Performing a request we see that cURL is redirected to a different URL with status code of `302`, to follow this redirect we add a flag `-L`.

In [19]:
!curl -L $url

{"data_object": {"name": "jhu-usc.edu_OV.HumanMethylation27.1.lvl-3.TCGA-09-0364-01A-02D-0359-05.gdc_hg38.txt", "version": "2017-03-24T18:43:16.886826-05:00", "urls": [{"url": "https://api.gdc.cancer.gov/data/23fa7b4b-9d68-429b-aece-658b11124bb3", "system_metadata": {"data_type": "Methylation Beta Value", "updated_datetime": "2017-03-24T18:43:16.886826-05:00", "created_datetime": "2016-10-27T21:58:12.297090-05:00", "file_name": "jhu-usc.edu_OV.HumanMethylation27.1.lvl-3.TCGA-09-0364-01A-02D-0359-05.gdc_hg38.txt", "md5sum": "9163285d8eadc921d7244f29faca50da", "data_format": "TXT", "acl": ["open"], "access": "open", "platform": "Illumina Human Methylation 27", "state": "live", "file_id": "23fa7b4b-9d68-429b-aece-658b11124bb3", "data_category": "DNA Methylation", "file_size": 9951504, "submitter_id": "cde73b7c-0a50-4444-bb33-11e3debd3f79-beta-value", "type": "methylation_beta_value", "file_state": "submitted", "experimental_strategy": "Methylation Array"}}], "checksums": [{"checksum": "91

`wget` on the other hand, will follow the redirects automatically and create a file with our prefix and identifier to the local directory.

In [25]:
!wget $url

--2018-04-13 16:54:52--  https://identifiers.org/dev.ga4ghdos:23fa7b4b-9d68-429b-aece-658b11124bb3
Resolving identifiers.org (identifiers.org)... 193.62.193.83, 193.62.192.83
Connecting to identifiers.org (identifiers.org)|193.62.193.83|:443... connected.
HTTP request sent, awaiting response... 302 Found
Location: https://dos-gdc.ucsc-cgp-dev.org/ga4gh/dos/v1/dataobjects/23fa7b4b-9d68-429b-aece-658b11124bb3 [following]
--2018-04-13 16:54:53--  https://dos-gdc.ucsc-cgp-dev.org/ga4gh/dos/v1/dataobjects/23fa7b4b-9d68-429b-aece-658b11124bb3
Resolving dos-gdc.ucsc-cgp-dev.org (dos-gdc.ucsc-cgp-dev.org)... 52.84.237.242, 52.84.237.116, 52.84.237.244, ...
Connecting to dos-gdc.ucsc-cgp-dev.org (dos-gdc.ucsc-cgp-dev.org)|52.84.237.242|:443... connected.
HTTP request sent, awaiting response... 200 OK
Length: 1115 (1.1K) [application/json]
Saving to: ‘dev.ga4ghdos:23fa7b4b-9d68-429b-aece-658b11124bb3’


2018-04-13 16:54:54 (253 MB/s) - ‘dev.ga4ghdos:23fa7b4b-9d68-429b-aece-658b11124bb3’ saved [1

## Using a DOS identifier resolver

The identifiers.org resolver points at a single service, and there are multiple DOS services available.

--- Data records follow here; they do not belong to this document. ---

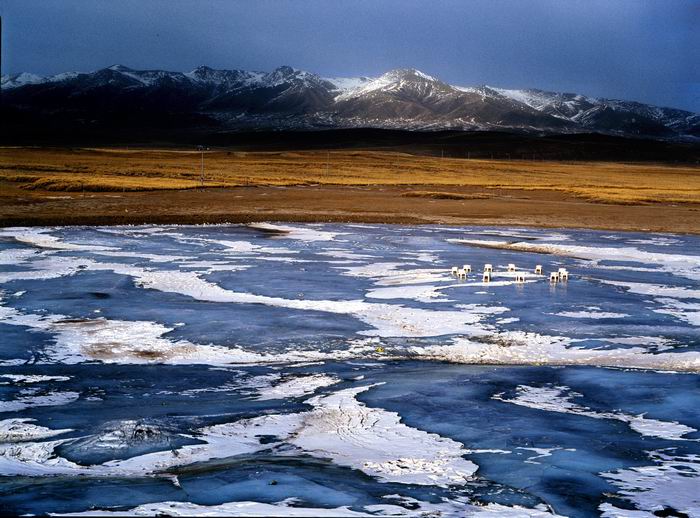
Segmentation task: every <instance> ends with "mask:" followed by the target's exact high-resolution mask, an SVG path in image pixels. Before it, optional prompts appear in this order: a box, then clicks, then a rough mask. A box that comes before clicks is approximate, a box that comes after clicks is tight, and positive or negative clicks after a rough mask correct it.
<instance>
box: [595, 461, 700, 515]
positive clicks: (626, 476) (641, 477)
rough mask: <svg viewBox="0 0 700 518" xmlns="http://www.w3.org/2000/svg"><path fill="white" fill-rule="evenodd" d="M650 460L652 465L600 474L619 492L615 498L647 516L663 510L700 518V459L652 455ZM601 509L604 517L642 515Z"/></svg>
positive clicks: (652, 514)
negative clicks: (698, 490) (612, 485)
mask: <svg viewBox="0 0 700 518" xmlns="http://www.w3.org/2000/svg"><path fill="white" fill-rule="evenodd" d="M650 457H651V459H652V460H653V461H654V464H653V465H650V466H640V467H632V468H625V469H619V470H617V471H613V472H609V473H601V476H603V477H604V478H606V479H608V480H609V481H610V482H611V483H612V484H614V485H615V486H617V487H618V488H619V493H618V495H616V496H619V497H620V498H624V499H625V500H628V501H630V502H632V503H633V504H634V505H635V506H636V507H637V509H640V510H642V511H646V512H647V514H645V515H644V516H654V514H652V513H654V511H662V510H663V509H664V508H671V509H675V510H676V511H677V512H680V513H684V514H685V515H687V516H700V492H698V487H700V456H698V455H678V456H674V455H669V454H667V453H665V452H652V453H651V454H650ZM599 509H600V510H601V511H603V516H605V517H610V518H612V517H628V516H634V517H636V516H641V513H638V512H637V513H635V512H631V513H630V512H629V511H626V510H621V509H618V508H616V507H614V506H613V505H611V504H609V503H605V504H602V505H601V506H600V507H599ZM657 516H658V515H657ZM675 516H678V514H676V515H675Z"/></svg>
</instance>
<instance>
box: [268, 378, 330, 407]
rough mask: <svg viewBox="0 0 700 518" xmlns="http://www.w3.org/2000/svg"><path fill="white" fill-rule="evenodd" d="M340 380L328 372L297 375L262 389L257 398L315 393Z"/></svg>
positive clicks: (281, 398)
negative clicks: (301, 375) (258, 395)
mask: <svg viewBox="0 0 700 518" xmlns="http://www.w3.org/2000/svg"><path fill="white" fill-rule="evenodd" d="M339 381H340V380H339V379H338V378H336V377H335V376H329V375H327V374H312V375H309V376H295V377H291V378H287V379H284V380H282V381H281V382H279V383H277V384H275V385H274V386H272V387H270V388H268V389H266V390H261V391H260V395H259V396H258V397H257V398H256V399H257V400H259V401H265V400H269V399H287V398H297V397H302V396H306V395H309V394H313V393H314V392H316V390H318V389H319V388H322V387H329V386H331V385H334V384H336V383H338V382H339Z"/></svg>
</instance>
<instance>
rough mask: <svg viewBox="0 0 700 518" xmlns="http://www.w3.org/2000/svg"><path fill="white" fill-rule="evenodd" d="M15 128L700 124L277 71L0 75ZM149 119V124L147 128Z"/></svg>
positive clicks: (215, 127)
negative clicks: (173, 124)
mask: <svg viewBox="0 0 700 518" xmlns="http://www.w3.org/2000/svg"><path fill="white" fill-rule="evenodd" d="M0 87H1V88H2V92H3V96H2V98H3V110H10V115H11V118H10V120H12V121H18V122H19V123H20V124H21V123H25V126H26V123H27V121H28V120H33V121H44V123H49V124H50V125H54V126H57V127H83V128H85V127H91V126H97V127H109V126H111V125H116V126H119V127H128V126H129V125H134V124H146V125H151V126H158V125H159V124H168V125H172V124H176V125H177V124H179V125H181V126H182V127H183V128H187V127H193V128H195V127H196V128H201V127H208V128H210V129H212V130H214V131H240V130H244V131H245V130H314V129H341V128H362V127H366V128H383V129H404V130H421V131H430V130H461V131H474V130H478V131H491V130H498V131H504V130H505V131H517V132H530V133H542V134H558V133H590V132H598V133H603V134H609V135H619V136H639V137H651V138H657V139H673V140H693V141H695V140H700V115H698V114H696V113H693V112H689V111H686V110H680V109H675V108H665V107H658V106H653V105H648V104H644V103H639V102H636V101H624V100H617V99H605V98H594V97H588V96H585V95H581V94H576V93H559V92H549V91H546V90H539V89H504V88H496V87H491V86H486V85H478V86H455V85H450V84H448V83H446V82H443V81H441V80H440V79H438V78H436V77H433V76H431V75H428V74H426V73H424V72H421V71H419V70H417V69H414V68H403V69H394V70H390V71H388V72H386V73H384V74H382V75H381V76H378V77H357V78H326V77H322V76H320V75H317V74H314V73H311V72H307V71H304V70H299V69H296V68H292V67H290V66H281V67H278V68H276V69H275V70H273V71H271V72H260V71H246V70H239V69H214V68H210V67H207V66H200V67H197V68H195V69H194V70H192V71H190V72H169V71H165V70H155V69H154V70H136V69H133V68H130V67H127V66H124V65H112V66H110V67H107V68H103V69H100V70H96V71H94V72H88V73H78V72H66V73H62V74H58V75H55V76H48V77H41V76H37V75H34V74H28V73H21V74H14V75H11V76H10V75H6V76H2V78H1V80H0ZM145 117H148V119H146V118H145Z"/></svg>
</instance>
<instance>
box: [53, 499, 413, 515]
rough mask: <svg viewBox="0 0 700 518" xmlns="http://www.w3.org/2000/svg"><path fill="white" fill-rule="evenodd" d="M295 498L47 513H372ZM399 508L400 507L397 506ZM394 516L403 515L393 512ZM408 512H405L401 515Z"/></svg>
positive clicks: (261, 513)
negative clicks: (337, 506) (317, 502)
mask: <svg viewBox="0 0 700 518" xmlns="http://www.w3.org/2000/svg"><path fill="white" fill-rule="evenodd" d="M294 503H295V501H294V500H288V501H282V502H278V503H276V504H266V503H261V502H250V501H242V502H227V503H224V504H218V505H198V504H193V503H190V502H156V503H153V504H143V505H140V506H138V507H134V508H133V509H130V510H128V511H108V510H95V511H83V512H80V513H65V514H59V513H49V514H50V516H214V517H219V516H220V517H229V516H248V517H265V518H266V517H271V516H279V517H287V516H291V517H294V516H297V517H309V516H318V517H319V518H325V517H329V518H332V517H335V516H337V517H338V518H344V517H372V516H376V515H375V514H369V513H363V512H357V511H352V510H350V509H348V508H347V507H334V508H322V507H299V506H297V505H294V506H293V507H292V504H294ZM399 509H400V508H399ZM393 516H402V515H400V514H399V515H396V514H394V515H393ZM403 516H407V515H403Z"/></svg>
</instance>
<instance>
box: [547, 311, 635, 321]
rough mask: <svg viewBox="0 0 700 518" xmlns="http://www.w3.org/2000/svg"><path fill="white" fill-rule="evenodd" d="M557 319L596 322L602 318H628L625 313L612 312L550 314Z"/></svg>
mask: <svg viewBox="0 0 700 518" xmlns="http://www.w3.org/2000/svg"><path fill="white" fill-rule="evenodd" d="M550 314H552V315H554V316H557V317H565V318H582V319H593V320H598V319H602V318H624V317H628V316H629V315H628V314H627V313H614V312H612V311H560V312H559V313H550Z"/></svg>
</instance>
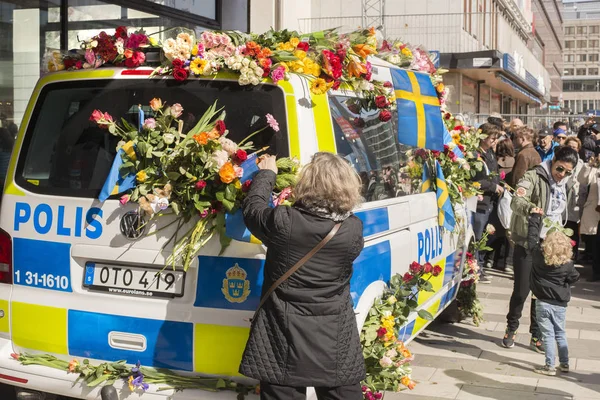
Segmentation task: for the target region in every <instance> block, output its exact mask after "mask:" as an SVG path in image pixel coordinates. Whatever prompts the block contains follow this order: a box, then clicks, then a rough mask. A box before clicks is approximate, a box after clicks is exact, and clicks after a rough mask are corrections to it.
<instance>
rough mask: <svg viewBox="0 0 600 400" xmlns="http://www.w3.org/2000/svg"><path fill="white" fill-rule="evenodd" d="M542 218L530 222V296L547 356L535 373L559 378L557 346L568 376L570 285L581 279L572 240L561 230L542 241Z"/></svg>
mask: <svg viewBox="0 0 600 400" xmlns="http://www.w3.org/2000/svg"><path fill="white" fill-rule="evenodd" d="M541 231H542V216H541V215H540V214H532V215H531V216H530V219H529V232H528V248H529V251H530V252H531V254H532V258H533V268H532V270H531V280H530V282H531V283H530V285H531V292H532V293H533V295H534V296H535V297H536V299H537V301H536V309H535V311H536V316H537V320H538V324H539V327H540V331H541V334H542V338H543V341H544V348H545V353H546V365H544V366H543V367H540V368H536V369H535V370H534V371H535V372H536V373H538V374H543V375H551V376H553V375H556V368H555V367H554V363H555V359H556V345H555V343H556V344H557V345H558V359H559V367H558V368H559V370H560V371H561V372H569V347H568V344H567V334H566V332H565V319H566V314H567V304H568V302H569V300H571V284H573V283H575V282H577V280H578V279H579V272H577V270H575V264H574V263H573V261H572V260H571V258H572V256H573V247H572V244H571V239H570V238H569V237H568V236H567V235H565V234H564V233H563V232H561V231H559V230H553V229H551V230H550V231H549V232H548V234H547V235H546V238H545V239H544V240H543V242H541V241H540V234H541Z"/></svg>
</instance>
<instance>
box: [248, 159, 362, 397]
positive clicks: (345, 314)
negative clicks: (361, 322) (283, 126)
mask: <svg viewBox="0 0 600 400" xmlns="http://www.w3.org/2000/svg"><path fill="white" fill-rule="evenodd" d="M258 166H259V168H260V171H259V172H258V174H257V175H256V176H255V178H254V180H253V181H252V186H251V188H250V192H249V193H248V197H247V198H246V199H245V201H244V204H243V214H244V222H245V223H246V226H247V227H248V229H249V230H250V232H252V234H253V235H254V236H256V237H257V238H258V239H260V240H261V241H262V242H263V244H265V245H266V246H267V248H268V250H267V256H266V262H265V268H264V283H263V292H262V295H263V296H264V295H265V292H266V291H267V290H268V288H270V287H271V285H272V284H273V283H274V282H275V281H276V280H277V279H278V278H280V277H281V276H282V275H283V274H284V273H285V272H286V271H287V270H288V269H290V268H291V267H292V266H293V265H294V264H296V262H297V261H299V260H300V259H301V258H302V257H304V256H305V255H306V254H308V253H309V252H310V251H311V250H312V249H313V248H314V247H315V246H316V245H317V244H318V243H319V242H321V240H322V239H323V238H324V237H325V236H326V235H327V234H328V233H329V232H330V231H331V229H332V228H333V226H334V225H335V224H336V223H341V227H340V229H339V231H338V232H337V233H336V234H335V236H334V237H333V239H331V241H330V242H328V243H327V244H326V245H325V246H324V247H323V248H322V249H321V250H320V251H318V252H317V253H316V254H315V255H314V256H313V257H312V258H311V259H310V260H309V261H307V262H306V263H305V264H304V265H303V266H302V267H301V268H300V269H299V270H298V271H296V272H295V273H293V274H292V275H291V276H290V277H289V278H288V279H287V280H286V281H284V282H283V283H282V284H281V285H280V286H279V287H278V288H277V289H276V290H275V291H274V292H273V293H272V294H271V296H270V297H269V298H267V300H266V302H265V303H264V306H263V307H262V308H260V309H259V310H258V312H257V314H256V315H255V317H254V319H253V321H252V327H251V329H250V337H249V339H248V342H247V344H246V349H245V350H244V354H243V356H242V362H241V365H240V373H242V374H243V375H245V376H248V377H251V378H255V379H258V380H260V387H261V399H262V400H274V399H300V398H305V393H306V387H308V386H311V387H315V390H316V393H317V397H318V398H319V399H340V400H341V399H345V400H355V399H356V400H359V399H362V390H361V387H360V382H361V381H362V380H363V379H364V378H365V364H364V358H363V354H362V348H361V345H360V337H359V332H358V327H357V324H356V317H355V314H354V308H353V302H352V298H351V296H350V278H351V277H352V265H353V262H354V260H355V259H356V257H357V256H358V255H359V254H360V252H361V251H362V248H363V228H362V222H361V220H360V219H358V218H357V217H356V216H355V215H354V214H352V212H351V211H352V209H353V208H354V207H355V206H356V205H357V204H358V203H359V202H360V201H361V196H360V190H361V182H360V178H359V177H358V175H357V174H356V173H355V172H354V169H352V167H351V166H350V165H349V164H348V163H347V162H346V161H344V160H343V159H342V158H340V157H338V156H336V155H334V154H331V153H317V154H315V156H314V157H313V160H312V162H311V163H309V164H308V165H306V166H304V167H303V169H302V172H301V174H300V176H299V178H298V183H297V185H296V187H295V188H294V192H293V196H294V200H295V203H294V205H293V206H291V207H288V206H278V207H275V208H272V207H270V206H269V200H270V198H271V192H272V190H273V186H274V184H275V177H276V171H277V167H276V164H275V158H274V157H271V156H267V157H265V158H263V159H262V160H261V161H260V163H259V164H258Z"/></svg>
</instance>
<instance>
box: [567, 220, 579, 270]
mask: <svg viewBox="0 0 600 400" xmlns="http://www.w3.org/2000/svg"><path fill="white" fill-rule="evenodd" d="M565 228H568V229H571V230H572V231H573V236H571V239H573V240H574V241H575V246H573V259H574V260H577V257H578V256H579V224H578V223H577V222H574V221H567V223H566V224H565Z"/></svg>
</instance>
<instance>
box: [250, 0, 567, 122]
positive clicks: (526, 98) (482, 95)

In order to make the best use of the stable identifiers, an identifier resolver can request the same identifier from multiple services, and return the client the first found, for example.

By curating the list of DOS services that are being resolved by the identifiers.org gateway, it is possible to control which data are served under the controlled prefix.